The Help to Buy scheme continues to grab the headlines, with its success rate for getting first-time buyers onto the property ladder. A recent study from the Ministry of Housing, shows that almost half a million completions have taken place since 2013, with 430,000 of these completions made by the first-time buyer market.
There was a total of 494,108 completions, which have taken place using one or more of the governments Help to Buy schemes, over 93% of which took place outside of London. The average house price purchased through the schemes, was around the £200,000 mark. First-time buyers have now opened 1.4 million Help to Buy: ISAs offering government bonuses of up to £3,000 on top of their savings.
These figures highlight how invaluable the Help to Buy scheme has become, and how it will continue to support home buyers into the next decade. It has also helped prop up the new build sector and provided housebuilders with a solid target plan for the delivery of new homes. Demand will continue to grow for new build homes even though some questions arise around the price, value and borrowing requirements and affordability. Build quality and energy efficiency standards attached to new build properties continue to be a primary focus for the property developer sector. Help to Buy has certainly created a positive pathway for the growing numbers for first time buyers, housebuilders, lenders.
So how does it actually work?
Launched on April 1st, 2013 and available until 2023, help to buy is an equity loan scheme. Under the scheme, the buyer is only required to find 5% of the property value for a deposit. The government then lends you up to 20% of the value of the property in the form of an ‘equity loan’. The remaining balance can then be topped up through a mortgage. There’s no interest to pay on the equity loan for the first 5 years, after that the interest kicks in at 1.75%.

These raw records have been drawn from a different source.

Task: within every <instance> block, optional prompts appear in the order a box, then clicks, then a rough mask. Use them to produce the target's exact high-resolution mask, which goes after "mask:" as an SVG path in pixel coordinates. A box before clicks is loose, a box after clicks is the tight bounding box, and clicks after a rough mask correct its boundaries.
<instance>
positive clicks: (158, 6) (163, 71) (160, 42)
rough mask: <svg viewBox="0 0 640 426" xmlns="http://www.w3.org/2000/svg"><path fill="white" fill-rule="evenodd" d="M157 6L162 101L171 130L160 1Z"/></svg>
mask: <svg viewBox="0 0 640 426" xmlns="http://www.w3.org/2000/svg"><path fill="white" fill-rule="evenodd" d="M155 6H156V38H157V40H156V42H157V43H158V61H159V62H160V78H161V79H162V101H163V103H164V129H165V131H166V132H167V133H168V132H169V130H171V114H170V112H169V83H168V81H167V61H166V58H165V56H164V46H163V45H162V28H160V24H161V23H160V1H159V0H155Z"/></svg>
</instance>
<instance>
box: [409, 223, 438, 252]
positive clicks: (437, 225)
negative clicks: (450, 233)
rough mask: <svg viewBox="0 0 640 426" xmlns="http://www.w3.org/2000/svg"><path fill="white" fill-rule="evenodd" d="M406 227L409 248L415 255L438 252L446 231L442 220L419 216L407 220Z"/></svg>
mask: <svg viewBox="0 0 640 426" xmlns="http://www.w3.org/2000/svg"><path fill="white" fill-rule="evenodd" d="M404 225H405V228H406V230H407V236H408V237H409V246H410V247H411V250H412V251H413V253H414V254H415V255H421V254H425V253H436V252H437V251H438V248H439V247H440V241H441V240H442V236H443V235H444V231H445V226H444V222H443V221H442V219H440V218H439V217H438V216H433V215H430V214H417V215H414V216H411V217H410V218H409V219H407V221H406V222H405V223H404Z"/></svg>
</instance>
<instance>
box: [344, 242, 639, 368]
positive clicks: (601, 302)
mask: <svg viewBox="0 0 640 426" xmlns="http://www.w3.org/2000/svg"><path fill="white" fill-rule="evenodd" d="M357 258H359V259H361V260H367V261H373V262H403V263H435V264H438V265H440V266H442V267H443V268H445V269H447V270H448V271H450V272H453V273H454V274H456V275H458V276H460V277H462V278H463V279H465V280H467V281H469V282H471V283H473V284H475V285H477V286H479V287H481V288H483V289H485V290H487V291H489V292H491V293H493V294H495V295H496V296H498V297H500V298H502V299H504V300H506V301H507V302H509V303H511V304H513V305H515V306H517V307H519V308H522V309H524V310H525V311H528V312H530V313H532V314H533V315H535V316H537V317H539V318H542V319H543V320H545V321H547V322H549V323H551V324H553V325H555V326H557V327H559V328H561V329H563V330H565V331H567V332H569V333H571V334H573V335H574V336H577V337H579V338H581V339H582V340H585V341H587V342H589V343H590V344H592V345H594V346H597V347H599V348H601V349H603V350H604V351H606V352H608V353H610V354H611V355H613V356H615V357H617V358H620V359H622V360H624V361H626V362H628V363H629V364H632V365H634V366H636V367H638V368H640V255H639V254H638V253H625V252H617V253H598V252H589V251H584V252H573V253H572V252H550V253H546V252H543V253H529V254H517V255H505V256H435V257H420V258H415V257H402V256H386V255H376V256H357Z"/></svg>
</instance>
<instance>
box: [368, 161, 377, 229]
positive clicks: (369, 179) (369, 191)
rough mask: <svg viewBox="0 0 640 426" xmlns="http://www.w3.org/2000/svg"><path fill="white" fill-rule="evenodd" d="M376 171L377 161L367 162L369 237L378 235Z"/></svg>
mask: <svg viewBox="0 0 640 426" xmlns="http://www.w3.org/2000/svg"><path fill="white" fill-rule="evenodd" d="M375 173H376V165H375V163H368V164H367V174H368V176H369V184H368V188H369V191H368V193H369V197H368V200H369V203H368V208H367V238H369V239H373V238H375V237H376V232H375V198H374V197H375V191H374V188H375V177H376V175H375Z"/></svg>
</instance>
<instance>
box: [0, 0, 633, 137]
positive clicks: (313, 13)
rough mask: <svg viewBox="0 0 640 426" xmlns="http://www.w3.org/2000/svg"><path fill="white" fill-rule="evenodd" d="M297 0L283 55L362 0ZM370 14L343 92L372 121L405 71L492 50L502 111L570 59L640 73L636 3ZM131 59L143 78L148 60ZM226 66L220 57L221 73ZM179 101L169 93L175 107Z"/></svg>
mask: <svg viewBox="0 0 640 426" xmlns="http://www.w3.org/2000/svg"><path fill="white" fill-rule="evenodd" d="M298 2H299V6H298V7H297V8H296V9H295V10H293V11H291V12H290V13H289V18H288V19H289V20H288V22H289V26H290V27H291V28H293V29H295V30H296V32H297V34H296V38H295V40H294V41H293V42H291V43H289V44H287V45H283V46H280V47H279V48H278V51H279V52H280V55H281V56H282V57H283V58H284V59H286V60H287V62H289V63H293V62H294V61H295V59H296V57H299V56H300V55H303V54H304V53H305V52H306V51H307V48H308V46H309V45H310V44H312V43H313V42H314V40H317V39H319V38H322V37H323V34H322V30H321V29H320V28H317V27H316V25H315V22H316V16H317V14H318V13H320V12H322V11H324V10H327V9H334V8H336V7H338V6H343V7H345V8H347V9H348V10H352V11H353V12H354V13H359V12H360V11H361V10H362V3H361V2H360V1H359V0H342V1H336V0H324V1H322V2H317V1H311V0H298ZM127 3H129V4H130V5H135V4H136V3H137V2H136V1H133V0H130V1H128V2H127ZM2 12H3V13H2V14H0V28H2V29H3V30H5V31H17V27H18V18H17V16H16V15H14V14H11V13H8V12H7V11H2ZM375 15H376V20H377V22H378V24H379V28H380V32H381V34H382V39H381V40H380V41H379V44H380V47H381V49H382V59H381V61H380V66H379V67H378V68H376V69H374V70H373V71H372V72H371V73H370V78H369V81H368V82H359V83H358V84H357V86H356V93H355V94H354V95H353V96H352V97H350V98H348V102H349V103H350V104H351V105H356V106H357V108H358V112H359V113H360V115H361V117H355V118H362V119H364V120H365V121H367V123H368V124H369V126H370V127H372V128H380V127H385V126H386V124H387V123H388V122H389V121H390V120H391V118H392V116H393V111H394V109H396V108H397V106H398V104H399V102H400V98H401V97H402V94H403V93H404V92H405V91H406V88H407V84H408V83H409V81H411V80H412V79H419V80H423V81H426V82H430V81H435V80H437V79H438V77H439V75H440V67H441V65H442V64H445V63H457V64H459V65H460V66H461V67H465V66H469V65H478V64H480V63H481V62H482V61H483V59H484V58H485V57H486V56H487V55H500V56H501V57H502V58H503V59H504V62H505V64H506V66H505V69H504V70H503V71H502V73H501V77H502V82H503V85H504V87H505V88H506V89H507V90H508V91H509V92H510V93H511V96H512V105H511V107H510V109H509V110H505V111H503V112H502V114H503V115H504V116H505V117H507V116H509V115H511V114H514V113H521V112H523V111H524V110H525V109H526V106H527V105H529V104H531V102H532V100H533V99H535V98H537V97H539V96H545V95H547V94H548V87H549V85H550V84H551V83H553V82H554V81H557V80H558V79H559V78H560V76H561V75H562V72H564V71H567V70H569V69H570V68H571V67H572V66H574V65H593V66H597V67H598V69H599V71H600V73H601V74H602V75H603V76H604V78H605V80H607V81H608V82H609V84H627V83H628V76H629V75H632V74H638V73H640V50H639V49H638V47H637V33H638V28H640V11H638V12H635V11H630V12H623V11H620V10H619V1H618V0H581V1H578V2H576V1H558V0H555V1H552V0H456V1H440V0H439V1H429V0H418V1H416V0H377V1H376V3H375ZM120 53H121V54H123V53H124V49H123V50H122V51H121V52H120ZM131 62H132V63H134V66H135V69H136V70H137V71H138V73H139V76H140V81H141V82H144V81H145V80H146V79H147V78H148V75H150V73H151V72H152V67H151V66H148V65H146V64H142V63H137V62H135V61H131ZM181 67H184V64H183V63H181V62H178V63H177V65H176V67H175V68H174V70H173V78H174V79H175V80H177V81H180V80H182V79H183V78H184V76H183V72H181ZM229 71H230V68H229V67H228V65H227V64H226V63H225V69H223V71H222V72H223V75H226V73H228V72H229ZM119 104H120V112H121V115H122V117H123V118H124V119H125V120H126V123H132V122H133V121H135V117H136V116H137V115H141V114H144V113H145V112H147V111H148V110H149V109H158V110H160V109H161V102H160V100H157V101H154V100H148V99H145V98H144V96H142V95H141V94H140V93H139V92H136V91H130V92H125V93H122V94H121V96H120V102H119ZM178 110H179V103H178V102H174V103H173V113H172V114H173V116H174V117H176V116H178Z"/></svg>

It’s open to both first-time buyers and home movers, but it is restricted to new build homes. From April 2021 onwards only first-time buyers will be able to apply. When you come to sell your home, the government will take back its 20% share. If you don’t sell, the money is due back after 25 years. The idea with the help to Buy equity loan is that, because you’re theoretically only borrowing 75% from the mortgage lender, payments will be lower than if you had used a 95% mortgage. Help to Buy is a great route to get onto the housing ladder, or to even upsize your house if you are wanting to start now. But you must be quick, as its not going to go on forever!